Camelia Kuhnen, then of Stanford with her Stanford colleague Brian Knutson and Vanderbilt’s Gregory Samanez-Larkin posit a small but meaningful genetic basis to risk-averse financial investing, providing a biological basis for findings that women hedge fund managers outperformed male counterparts.
Volunteers with two short serotonin transporter genes (5-HTTLPR) reported that they tend to worry, and this pattern was associated with chosing less risky investment choices.
“Short allele carriers” also showed higher levels of the personality trait “neuroticism,” but no significant difference in cognitive skills, education, or financial status.
Kuhnen estimates that less than 30 percent of variance in risk-taking is attributable to short 5-HTTLPR, and the remaining difference is derived from experience, culture, education, and social environment.
Kuhnen and Knutson reported the neural basis of financial risk taking using event-related fMRI.
They observed that the nucleus accumbens was activated before volunteers made risky choices and made risk-seeking mistakes.
In contrast, they found that the anterior insula was activated before risk-free choices and risk-aversion mistakes.
They proposed that different neural circuits are associated with differing emotions as volunteers anticipate gain or loss associated with financial choices.
This emotional activation “signature” can lead to specific investment choices, favoring or avoiding risk, and may lead to investing mistakes.
In unpublished research, Kuhnen found that short-allele carriers showed increased anxiety before making a decision in a trial-and-error risk discovery task, but reacted no differently than long-allele carriers when they observed a negative outcome.

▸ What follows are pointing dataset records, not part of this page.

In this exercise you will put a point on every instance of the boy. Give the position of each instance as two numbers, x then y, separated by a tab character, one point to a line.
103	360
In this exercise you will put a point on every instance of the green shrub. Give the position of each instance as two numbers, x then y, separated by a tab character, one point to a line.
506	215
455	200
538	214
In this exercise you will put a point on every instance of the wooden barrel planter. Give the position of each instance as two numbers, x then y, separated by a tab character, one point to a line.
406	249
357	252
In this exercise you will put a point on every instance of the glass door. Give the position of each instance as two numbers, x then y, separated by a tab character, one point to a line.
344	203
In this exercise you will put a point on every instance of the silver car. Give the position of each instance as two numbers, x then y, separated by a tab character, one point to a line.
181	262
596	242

She noted that volunteers differ in how they anticipate and react to a potential decision before they make it rather that in their reactions to actual outcomes of investment decisions.
Kuhnen, now at Northwestern collaborated with Northwestern colleague Joan Chiao to investigate the impact of both the 5-HTTLPR gene and the DRD4, gene, which regulates dopamine transmission.

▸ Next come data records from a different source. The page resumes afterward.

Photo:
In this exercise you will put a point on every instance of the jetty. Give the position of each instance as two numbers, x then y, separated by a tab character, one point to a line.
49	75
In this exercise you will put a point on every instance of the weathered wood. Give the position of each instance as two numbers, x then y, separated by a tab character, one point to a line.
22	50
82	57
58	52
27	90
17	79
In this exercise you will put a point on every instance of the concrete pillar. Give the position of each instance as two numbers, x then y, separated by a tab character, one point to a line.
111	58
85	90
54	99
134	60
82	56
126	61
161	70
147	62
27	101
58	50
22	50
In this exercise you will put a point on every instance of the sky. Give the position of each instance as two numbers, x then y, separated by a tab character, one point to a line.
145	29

These genes and their related neurotransmitters have been linked to emotional behavior, anxiety and addiction.
Their research replicated Kuhnen’s earlier finding that individuals with two short 5-HTTLPR alleles take 28% less risk than people with other combinations, and they demonstrated that the double DRD4 7 allele carriers took 25% more risk than people with other combinations.
They conclude that serotonin is associated with risk-averse investment choices, whereas dopamine is associated with riskier choices.
Kuhnen and Chiao argue that risky investment behavior shares commonalities with other risky behaviors like drug use, gambling, unsafe sex, dangerous physical and social pursuits, and more.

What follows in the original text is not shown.